# Cacher une icône dans le dock



## throwaway8301 (12 Mai 2014)

Bonjour, 
je souhaiterai masquer l'icône du dock de NetnewsWire afin de lui dédier une icône dans la barre de menus avec Butler .Seul souci , j'ai essayé plusieurs solutions pour masquer l'icône du dock ( dock dodger , modification des fichiers .plist...) mais lorsque j'applique ces méthodes, NetnewsWire ne veut plus se lançer.


----------



## Anonyme (12 Mai 2014)

On en parlait justement hier ici .

La réponse d'Edd72 est intéressante pour voir si tu modifies la/les bonne(s) ligne(s) dans les fichiers .plist.


----------



## throwaway8301 (12 Mai 2014)

C0rentin a dit:


> On en parlait justement hier ici .
> 
> La réponse d'Edd72 est intéressante pour voir si tu modifies la/les bonne(s) ligne(s) dans les fichiers .plist.



Mais quand je modifier ( ou plutôt que je crée ) ces lignes et que j'enregistre, l'app ne veut plus se lançer


----------



## Anonyme (12 Mai 2014)

Et en passant par BomDock ou Dockless ça fonctionne ?
Peut-être que NetNewsWire nécessite vraiment d'avoir son icône dans le Dock pour se lancer.


----------



## throwaway8301 (12 Mai 2014)

C0rentin a dit:


> Et en passant par BomDock ou Dockless ça fonctionne ?
> Peut-être que NetNewsWire nécessite vraiment d'avoir son icône dans le Dock pour se lancer.

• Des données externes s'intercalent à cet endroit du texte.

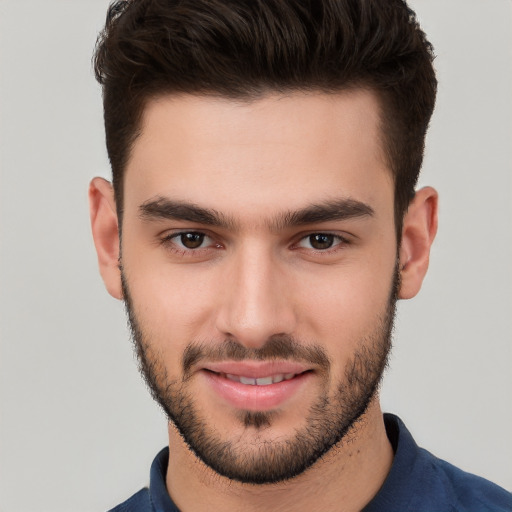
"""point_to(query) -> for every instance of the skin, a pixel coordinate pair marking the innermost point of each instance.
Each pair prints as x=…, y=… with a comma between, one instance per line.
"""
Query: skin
x=255, y=278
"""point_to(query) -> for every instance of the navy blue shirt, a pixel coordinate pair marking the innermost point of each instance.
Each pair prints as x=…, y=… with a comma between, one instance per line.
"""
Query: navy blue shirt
x=417, y=482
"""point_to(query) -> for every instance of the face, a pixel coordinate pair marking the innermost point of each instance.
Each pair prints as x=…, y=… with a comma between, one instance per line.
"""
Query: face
x=259, y=272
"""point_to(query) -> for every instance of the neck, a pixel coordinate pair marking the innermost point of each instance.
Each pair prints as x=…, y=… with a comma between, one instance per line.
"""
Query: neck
x=345, y=479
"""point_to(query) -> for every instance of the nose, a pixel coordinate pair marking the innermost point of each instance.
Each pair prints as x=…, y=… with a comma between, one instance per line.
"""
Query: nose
x=255, y=302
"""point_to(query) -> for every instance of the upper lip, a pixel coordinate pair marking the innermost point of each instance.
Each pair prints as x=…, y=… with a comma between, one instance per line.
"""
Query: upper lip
x=256, y=369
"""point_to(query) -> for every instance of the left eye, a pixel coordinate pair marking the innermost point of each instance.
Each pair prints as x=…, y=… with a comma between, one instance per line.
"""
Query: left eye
x=190, y=240
x=320, y=241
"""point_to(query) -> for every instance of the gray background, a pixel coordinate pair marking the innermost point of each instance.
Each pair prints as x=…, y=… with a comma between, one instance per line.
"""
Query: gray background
x=78, y=430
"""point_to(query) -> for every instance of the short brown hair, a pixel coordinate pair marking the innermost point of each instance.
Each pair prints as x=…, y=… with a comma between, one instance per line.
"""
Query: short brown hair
x=244, y=48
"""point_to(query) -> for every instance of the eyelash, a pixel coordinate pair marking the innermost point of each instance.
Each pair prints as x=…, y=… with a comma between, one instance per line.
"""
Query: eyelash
x=169, y=242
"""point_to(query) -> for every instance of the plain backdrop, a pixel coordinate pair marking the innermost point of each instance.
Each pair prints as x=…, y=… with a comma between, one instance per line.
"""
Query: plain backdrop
x=78, y=429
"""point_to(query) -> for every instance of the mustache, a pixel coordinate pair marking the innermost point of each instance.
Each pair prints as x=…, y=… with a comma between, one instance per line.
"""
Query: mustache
x=278, y=347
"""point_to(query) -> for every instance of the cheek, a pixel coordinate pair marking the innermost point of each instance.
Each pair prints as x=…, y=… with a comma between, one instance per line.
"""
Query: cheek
x=345, y=309
x=174, y=302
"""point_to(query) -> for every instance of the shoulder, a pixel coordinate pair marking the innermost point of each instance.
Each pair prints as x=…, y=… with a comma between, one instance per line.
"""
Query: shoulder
x=420, y=482
x=139, y=502
x=464, y=491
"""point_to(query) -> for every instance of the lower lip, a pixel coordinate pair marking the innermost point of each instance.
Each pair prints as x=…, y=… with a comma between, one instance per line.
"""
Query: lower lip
x=255, y=398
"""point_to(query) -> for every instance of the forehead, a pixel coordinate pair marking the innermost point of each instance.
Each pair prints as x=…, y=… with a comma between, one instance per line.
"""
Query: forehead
x=279, y=150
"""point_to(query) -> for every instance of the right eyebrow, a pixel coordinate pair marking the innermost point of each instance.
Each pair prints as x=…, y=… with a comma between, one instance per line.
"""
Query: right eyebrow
x=163, y=208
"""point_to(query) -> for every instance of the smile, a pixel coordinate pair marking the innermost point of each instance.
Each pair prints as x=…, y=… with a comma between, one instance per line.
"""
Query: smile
x=256, y=387
x=261, y=381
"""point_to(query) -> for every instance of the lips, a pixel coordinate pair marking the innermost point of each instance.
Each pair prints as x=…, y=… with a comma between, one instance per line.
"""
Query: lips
x=256, y=386
x=261, y=381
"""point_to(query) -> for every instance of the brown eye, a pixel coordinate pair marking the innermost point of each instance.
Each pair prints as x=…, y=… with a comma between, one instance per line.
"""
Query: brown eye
x=321, y=241
x=192, y=240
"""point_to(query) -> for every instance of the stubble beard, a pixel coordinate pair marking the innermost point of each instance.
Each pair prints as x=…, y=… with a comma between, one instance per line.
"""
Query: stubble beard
x=253, y=459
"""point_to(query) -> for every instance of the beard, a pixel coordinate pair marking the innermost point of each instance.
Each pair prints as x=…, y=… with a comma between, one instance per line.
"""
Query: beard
x=256, y=460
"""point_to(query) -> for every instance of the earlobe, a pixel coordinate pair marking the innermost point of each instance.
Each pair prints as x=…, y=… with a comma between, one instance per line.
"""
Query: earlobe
x=418, y=233
x=105, y=231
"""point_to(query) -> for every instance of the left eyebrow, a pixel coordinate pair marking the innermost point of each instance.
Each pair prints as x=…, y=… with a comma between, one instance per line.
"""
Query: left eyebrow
x=341, y=209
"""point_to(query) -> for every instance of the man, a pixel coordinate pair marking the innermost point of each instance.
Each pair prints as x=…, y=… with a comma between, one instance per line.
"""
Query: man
x=261, y=224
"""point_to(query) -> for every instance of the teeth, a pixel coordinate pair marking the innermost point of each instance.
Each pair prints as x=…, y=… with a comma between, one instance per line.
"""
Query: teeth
x=263, y=381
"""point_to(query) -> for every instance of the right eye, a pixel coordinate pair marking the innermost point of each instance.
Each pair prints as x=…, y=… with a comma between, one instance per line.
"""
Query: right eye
x=190, y=240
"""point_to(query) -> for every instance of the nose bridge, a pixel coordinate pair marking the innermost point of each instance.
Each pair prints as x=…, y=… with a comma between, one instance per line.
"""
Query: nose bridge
x=254, y=306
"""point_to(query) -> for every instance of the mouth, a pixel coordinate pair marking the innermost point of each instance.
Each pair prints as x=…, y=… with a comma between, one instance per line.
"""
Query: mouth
x=259, y=381
x=256, y=386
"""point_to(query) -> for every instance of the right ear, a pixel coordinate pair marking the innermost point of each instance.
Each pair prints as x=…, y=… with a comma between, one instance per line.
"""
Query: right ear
x=105, y=231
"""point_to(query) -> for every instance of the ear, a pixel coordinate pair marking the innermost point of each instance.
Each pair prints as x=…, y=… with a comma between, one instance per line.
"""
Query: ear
x=105, y=231
x=418, y=233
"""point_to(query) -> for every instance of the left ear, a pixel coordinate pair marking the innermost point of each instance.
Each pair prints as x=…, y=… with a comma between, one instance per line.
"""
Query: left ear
x=418, y=232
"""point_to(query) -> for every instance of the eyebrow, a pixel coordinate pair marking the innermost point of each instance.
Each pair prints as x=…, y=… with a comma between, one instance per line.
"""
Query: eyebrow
x=163, y=208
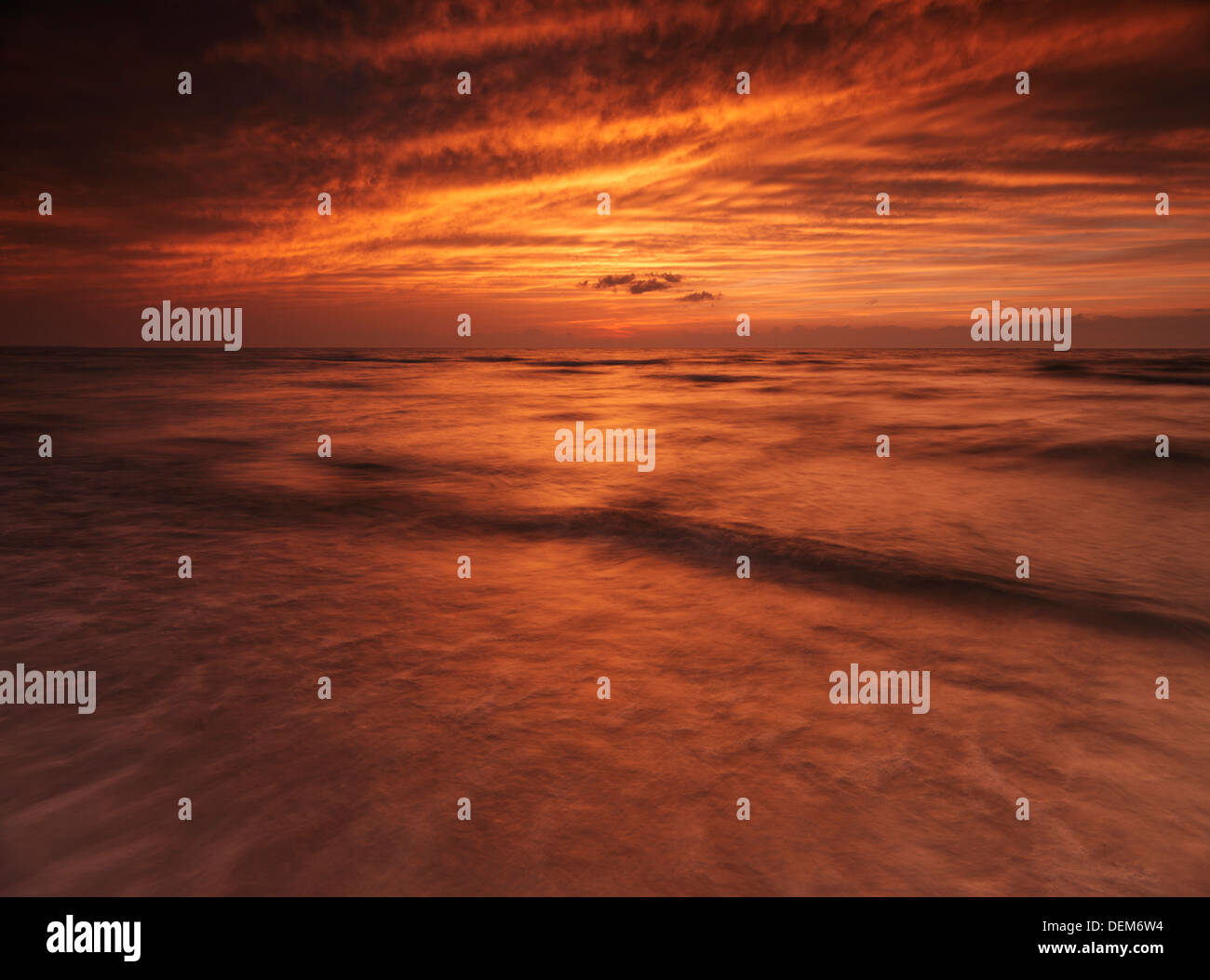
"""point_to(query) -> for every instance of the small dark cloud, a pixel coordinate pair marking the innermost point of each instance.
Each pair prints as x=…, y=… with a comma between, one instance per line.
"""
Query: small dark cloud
x=646, y=282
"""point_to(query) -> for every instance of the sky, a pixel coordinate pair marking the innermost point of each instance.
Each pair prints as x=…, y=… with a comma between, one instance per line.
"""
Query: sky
x=720, y=204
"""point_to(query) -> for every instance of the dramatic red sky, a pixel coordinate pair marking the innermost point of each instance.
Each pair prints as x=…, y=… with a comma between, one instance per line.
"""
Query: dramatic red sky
x=721, y=204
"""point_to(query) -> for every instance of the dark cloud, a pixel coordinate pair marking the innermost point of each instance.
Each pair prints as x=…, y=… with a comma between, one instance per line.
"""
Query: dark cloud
x=637, y=283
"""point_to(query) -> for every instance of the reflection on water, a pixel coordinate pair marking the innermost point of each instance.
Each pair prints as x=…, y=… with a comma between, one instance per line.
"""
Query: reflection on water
x=444, y=688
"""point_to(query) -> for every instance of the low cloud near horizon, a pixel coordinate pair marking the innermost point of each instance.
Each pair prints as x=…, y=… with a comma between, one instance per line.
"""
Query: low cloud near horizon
x=487, y=204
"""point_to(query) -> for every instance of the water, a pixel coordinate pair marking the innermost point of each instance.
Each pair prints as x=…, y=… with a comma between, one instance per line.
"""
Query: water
x=487, y=689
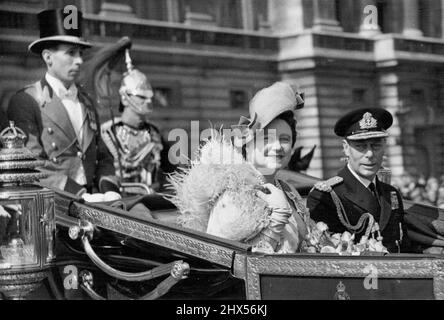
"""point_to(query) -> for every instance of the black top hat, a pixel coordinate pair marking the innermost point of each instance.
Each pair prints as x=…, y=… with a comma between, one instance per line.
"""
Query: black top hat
x=59, y=26
x=365, y=123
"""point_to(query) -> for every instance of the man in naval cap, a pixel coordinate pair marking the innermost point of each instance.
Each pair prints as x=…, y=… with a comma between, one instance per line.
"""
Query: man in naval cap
x=356, y=197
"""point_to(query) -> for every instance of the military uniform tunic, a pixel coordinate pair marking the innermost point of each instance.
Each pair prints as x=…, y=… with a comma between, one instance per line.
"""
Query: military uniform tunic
x=356, y=199
x=136, y=151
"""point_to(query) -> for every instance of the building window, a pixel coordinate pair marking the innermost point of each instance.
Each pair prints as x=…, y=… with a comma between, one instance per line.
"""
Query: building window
x=417, y=96
x=238, y=99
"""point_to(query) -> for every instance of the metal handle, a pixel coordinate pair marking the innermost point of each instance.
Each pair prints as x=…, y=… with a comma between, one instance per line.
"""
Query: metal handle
x=85, y=232
x=179, y=271
x=128, y=186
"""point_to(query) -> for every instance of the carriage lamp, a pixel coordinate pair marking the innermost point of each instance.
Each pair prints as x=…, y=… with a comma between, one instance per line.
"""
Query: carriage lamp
x=27, y=221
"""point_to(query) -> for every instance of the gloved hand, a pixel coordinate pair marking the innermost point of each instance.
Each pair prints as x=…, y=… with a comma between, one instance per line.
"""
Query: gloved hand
x=281, y=210
x=276, y=197
x=109, y=183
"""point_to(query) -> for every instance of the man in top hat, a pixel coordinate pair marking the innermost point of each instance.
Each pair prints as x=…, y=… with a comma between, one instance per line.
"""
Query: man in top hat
x=343, y=202
x=58, y=117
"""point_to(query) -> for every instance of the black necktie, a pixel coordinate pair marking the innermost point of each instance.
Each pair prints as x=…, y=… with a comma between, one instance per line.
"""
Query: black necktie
x=372, y=188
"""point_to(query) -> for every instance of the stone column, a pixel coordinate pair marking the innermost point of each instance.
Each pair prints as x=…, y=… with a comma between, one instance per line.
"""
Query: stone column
x=324, y=16
x=172, y=10
x=247, y=15
x=369, y=25
x=286, y=16
x=411, y=19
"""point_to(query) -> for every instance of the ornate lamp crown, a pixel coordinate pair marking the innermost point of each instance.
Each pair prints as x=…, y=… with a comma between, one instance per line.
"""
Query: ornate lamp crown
x=12, y=137
x=340, y=287
x=368, y=122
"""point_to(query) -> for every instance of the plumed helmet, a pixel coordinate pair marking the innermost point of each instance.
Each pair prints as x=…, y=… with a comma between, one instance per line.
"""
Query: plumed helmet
x=135, y=83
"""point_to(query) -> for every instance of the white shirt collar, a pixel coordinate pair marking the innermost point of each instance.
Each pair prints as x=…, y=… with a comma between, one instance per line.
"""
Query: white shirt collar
x=365, y=182
x=59, y=88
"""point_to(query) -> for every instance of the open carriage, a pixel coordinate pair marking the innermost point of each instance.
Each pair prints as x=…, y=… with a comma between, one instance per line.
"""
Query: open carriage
x=82, y=250
x=106, y=252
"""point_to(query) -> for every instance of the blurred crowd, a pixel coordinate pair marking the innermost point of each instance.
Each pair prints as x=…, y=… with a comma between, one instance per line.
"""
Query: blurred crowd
x=419, y=189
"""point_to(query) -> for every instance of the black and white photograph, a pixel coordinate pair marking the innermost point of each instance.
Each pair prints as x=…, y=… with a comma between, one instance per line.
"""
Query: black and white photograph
x=222, y=155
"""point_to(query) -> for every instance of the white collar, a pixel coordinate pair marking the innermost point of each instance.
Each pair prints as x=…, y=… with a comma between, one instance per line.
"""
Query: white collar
x=58, y=87
x=365, y=182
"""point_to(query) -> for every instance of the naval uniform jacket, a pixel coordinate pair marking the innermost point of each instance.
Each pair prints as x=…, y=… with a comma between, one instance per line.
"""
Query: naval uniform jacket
x=356, y=200
x=40, y=113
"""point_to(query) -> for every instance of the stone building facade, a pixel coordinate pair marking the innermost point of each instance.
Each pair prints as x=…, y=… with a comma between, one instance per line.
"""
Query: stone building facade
x=207, y=58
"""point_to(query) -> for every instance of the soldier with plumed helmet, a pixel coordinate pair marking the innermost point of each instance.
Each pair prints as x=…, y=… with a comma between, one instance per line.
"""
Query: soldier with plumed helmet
x=135, y=142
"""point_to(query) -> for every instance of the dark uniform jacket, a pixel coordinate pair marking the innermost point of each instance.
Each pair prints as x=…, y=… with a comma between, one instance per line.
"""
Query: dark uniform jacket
x=356, y=200
x=41, y=114
x=3, y=120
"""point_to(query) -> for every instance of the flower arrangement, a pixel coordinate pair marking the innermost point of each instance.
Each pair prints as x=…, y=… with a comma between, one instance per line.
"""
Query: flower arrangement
x=320, y=240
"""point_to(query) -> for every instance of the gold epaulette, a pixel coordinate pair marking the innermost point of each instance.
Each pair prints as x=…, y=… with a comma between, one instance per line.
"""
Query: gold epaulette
x=327, y=185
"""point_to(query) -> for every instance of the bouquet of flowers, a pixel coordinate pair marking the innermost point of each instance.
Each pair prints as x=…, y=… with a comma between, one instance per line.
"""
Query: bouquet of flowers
x=320, y=240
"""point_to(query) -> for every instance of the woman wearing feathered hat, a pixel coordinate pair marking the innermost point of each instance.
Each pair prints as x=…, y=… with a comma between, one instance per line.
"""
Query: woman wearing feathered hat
x=58, y=117
x=231, y=190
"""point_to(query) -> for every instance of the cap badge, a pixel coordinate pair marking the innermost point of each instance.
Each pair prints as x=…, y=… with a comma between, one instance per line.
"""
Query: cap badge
x=368, y=122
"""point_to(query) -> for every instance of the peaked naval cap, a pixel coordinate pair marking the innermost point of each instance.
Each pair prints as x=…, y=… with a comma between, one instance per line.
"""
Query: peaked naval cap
x=364, y=123
x=52, y=30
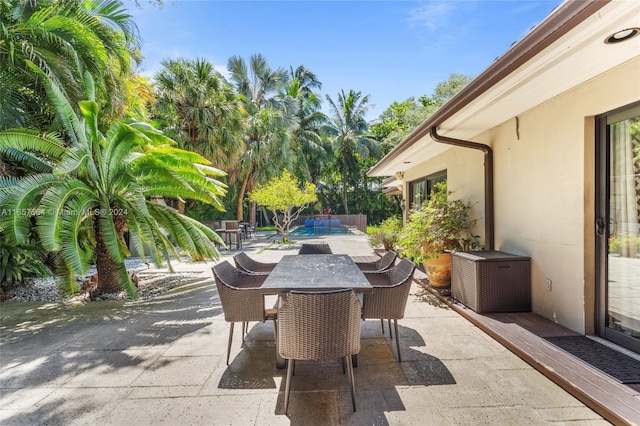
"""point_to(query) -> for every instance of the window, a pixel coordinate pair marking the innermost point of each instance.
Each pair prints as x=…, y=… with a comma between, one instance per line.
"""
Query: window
x=420, y=189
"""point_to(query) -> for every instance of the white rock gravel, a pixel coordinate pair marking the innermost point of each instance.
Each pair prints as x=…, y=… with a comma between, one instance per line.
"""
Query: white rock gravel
x=151, y=284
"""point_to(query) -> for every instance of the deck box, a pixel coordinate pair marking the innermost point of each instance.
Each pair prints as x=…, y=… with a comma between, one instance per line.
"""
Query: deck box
x=491, y=281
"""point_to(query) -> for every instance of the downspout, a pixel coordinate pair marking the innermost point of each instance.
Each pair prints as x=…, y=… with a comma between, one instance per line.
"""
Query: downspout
x=488, y=180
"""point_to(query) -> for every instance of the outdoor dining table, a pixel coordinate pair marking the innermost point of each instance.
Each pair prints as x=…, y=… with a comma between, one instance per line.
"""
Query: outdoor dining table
x=314, y=272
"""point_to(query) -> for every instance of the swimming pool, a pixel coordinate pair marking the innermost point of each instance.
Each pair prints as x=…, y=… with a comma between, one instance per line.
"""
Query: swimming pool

Ni l'un ni l'autre ne fonctionnent... Encore pire : j'ai essayé sur textedit pour voir si le problème n'est pas du coté de netnews wire et textedit ne fonctionne plus..


----------



## Anonyme (12 Mai 2014)

Tu n'avais pas fait de sauvegardes avant ? C'est essentiel quand tu fais ce genre de manipulation.

Tu as modifié quel fichier exactement dans TextEdit ?


----------



## throwaway8301 (12 Mai 2014)

C0rentin a dit:


> Tu n'avais pas fait de sauvegardes avant ? C'est essentiel quand tu fais ce genre de manipulation.
> 
> Tu as modifié quel fichier exactement dans TextEdit ?



Ben surement le info.plis mais c'est dockless qui l'a fait.
Quand au sauvegardes il me semble qu'on peut reinstaller une app depuis un disque d'installation os x ( avec pacifist ).


----------



## Anonyme (12 Mai 2014)

En effet , un guide sur OS X Facile.

Pour NetNewsWire, tu ne dois que retélécharger l'application sur le site.

Prudence tout de même la prochaine fois .


----------



## throwaway8301 (12 Mai 2014)

C0rentin a dit:


> En effet , un guide sur OS X Facile.
> 
> Pour NetNewsWire, tu ne dois que retélécharger l'application sur le site.
> 
> Prudence tout de même la prochaine fois .



Mais du coup ça resouds pas mon probleme de dock... Je trouve ça tout de meme tres bizarre car j'avais deja fait fontionner cette astuce il y a quelques mois..


----------